The Chemical Ministry's decision to amend the Drugs (Prices Control) Order 1995 to enforce 'maximum retail price (MRP) inclusive of all taxes' on medicine packs in October 2006 was based on the noble objective of offering consumer medicines at a fixed rate. The government wanted to put an end to the retail chemists' role in adding the tax component to the medicine price.
 
Almost at the same time, the Finance Ministry made another decision relating to drug MRP. The ministry wanted to change the evaluation method of excise duty on medicines from ex-factory price to MRP. By doing so, the ministry felt that it could put an end to the alleged practice of drug companies to arbitrarily raise the MRP. It was even hoped that the companies will reduce MRP in order to attract less excise duty.
 
Both MRP based decisions had an unexpected twist -- they triggered the exodus of pharmaceutical companies from traditional manufacturing hubs to excise-free zones of the country. Once they started functioning from excise-free zones, they could print as high MRP as they wanted without the fear of attracting a MRP-based higher duty. The additional revenue from high MRP was passed on to the retail chemist in the form of increased margins, which ensured that the high priced medicines from excise-free zones were sold first.
 
The decision also put hundreds of SME units, which didn't have the financial muscle to set up green field projects in excise-free zones, under tremendous pressure. They had to limit their MRP to avoid additional excise duty. At the same time, they were left with no option but to give more trade margins to the retail chemists to push their products off the shelves.
 
MRP-related issue snowballed into a life and death situation for SMEs functioning from the traditional industrial hubs.
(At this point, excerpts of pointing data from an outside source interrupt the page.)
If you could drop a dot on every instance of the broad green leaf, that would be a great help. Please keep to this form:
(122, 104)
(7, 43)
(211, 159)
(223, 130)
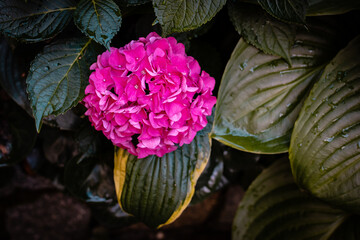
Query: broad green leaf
(91, 180)
(35, 20)
(261, 30)
(325, 144)
(287, 10)
(58, 77)
(156, 190)
(330, 7)
(275, 208)
(260, 95)
(98, 19)
(180, 16)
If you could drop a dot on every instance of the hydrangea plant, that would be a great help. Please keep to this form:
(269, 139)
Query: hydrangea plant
(285, 80)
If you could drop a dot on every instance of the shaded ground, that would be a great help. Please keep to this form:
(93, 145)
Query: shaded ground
(32, 207)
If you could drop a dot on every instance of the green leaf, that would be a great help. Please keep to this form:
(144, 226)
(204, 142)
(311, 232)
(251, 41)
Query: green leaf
(212, 178)
(156, 190)
(349, 230)
(261, 30)
(331, 7)
(91, 180)
(260, 95)
(293, 11)
(180, 16)
(275, 208)
(11, 78)
(325, 145)
(36, 20)
(98, 19)
(58, 77)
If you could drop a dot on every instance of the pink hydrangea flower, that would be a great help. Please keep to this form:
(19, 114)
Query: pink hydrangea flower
(149, 96)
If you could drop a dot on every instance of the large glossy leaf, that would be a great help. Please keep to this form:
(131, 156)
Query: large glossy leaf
(35, 20)
(325, 145)
(98, 19)
(329, 7)
(275, 208)
(156, 190)
(260, 95)
(261, 30)
(180, 16)
(58, 77)
(286, 10)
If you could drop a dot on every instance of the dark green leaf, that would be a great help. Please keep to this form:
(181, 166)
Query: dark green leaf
(92, 181)
(58, 77)
(349, 230)
(18, 133)
(98, 19)
(157, 189)
(287, 10)
(260, 95)
(133, 2)
(261, 30)
(330, 7)
(212, 178)
(11, 78)
(180, 16)
(35, 20)
(325, 145)
(275, 208)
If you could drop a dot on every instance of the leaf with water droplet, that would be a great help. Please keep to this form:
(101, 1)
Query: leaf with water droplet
(260, 95)
(338, 117)
(36, 20)
(98, 19)
(273, 198)
(53, 91)
(262, 30)
(293, 11)
(180, 16)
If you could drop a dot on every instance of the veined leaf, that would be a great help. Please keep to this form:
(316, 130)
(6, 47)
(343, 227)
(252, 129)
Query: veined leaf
(286, 10)
(325, 144)
(260, 95)
(275, 208)
(157, 190)
(331, 7)
(58, 77)
(35, 20)
(98, 19)
(180, 16)
(261, 30)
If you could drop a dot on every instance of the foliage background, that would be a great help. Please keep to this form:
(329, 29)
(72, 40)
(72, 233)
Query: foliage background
(66, 168)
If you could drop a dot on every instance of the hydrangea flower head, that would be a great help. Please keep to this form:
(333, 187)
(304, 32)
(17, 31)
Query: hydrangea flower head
(149, 96)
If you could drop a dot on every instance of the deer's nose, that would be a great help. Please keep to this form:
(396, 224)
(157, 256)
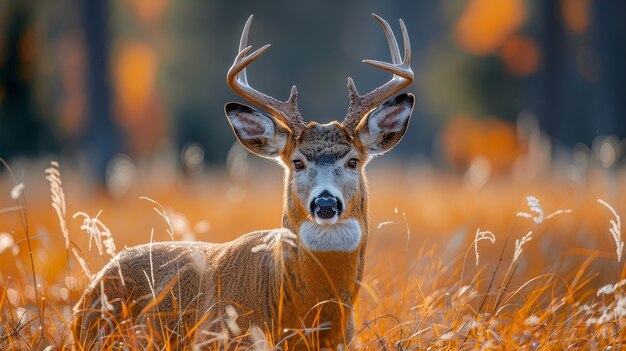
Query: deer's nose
(326, 206)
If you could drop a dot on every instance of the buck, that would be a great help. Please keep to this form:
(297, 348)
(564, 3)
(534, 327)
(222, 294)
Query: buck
(304, 277)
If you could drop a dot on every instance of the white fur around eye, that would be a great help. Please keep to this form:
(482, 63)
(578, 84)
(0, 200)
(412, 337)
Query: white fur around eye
(344, 236)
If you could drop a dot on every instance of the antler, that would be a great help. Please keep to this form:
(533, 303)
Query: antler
(402, 77)
(286, 111)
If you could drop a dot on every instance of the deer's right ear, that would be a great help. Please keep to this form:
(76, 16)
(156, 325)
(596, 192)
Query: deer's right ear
(258, 132)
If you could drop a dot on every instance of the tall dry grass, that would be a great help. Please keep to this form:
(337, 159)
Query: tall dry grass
(546, 270)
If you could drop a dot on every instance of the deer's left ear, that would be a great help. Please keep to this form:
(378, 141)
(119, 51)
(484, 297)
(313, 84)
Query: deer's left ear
(382, 128)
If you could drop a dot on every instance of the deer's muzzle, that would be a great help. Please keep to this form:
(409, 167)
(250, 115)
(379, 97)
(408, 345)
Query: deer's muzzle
(326, 206)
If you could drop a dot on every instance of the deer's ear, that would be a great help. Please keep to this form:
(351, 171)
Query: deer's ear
(382, 128)
(258, 132)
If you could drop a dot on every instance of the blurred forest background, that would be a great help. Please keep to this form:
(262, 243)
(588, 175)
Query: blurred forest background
(109, 86)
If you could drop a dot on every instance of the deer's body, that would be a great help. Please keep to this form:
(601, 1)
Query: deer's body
(304, 275)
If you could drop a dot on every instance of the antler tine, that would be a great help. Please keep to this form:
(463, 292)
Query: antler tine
(402, 77)
(287, 111)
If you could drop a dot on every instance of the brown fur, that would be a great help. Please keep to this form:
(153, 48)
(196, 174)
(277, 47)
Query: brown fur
(172, 290)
The result: 10 chief ministers, the chemicals and fertilizers minister, 50 members of the parliament, have all written to Prime Minister Manmohan Singh, seeking a solution to this problem.
 
The PM referred the matter to his Economic Advisory Council, which recommended an increase in the abatement (to set off the actual expenses and tax component from MRP) percentage on MRP while calculating the excise duty from 40 to 60 per cent. The PM is known to have accepted the recommendations and forwarded the same to the Finance Ministry.
 
As an alternative, reduction of excise duty from 16 per cent to 6 per cent was also suggested. The entire pharmaceutical industry, especially the troubled SME sector, was eagerly awaiting some solace from Finance Minister P Chidambaram during the Budget 2007-08, though nothing came out of it.
 
Once again, it is time for renewed lobbying and representations for drug SMEs. "The SME representative organisations still hope to have this sorted out" T S Jaishankar, Chairman, Confederation of Indian Pharmaceutical Industries (SSI) says.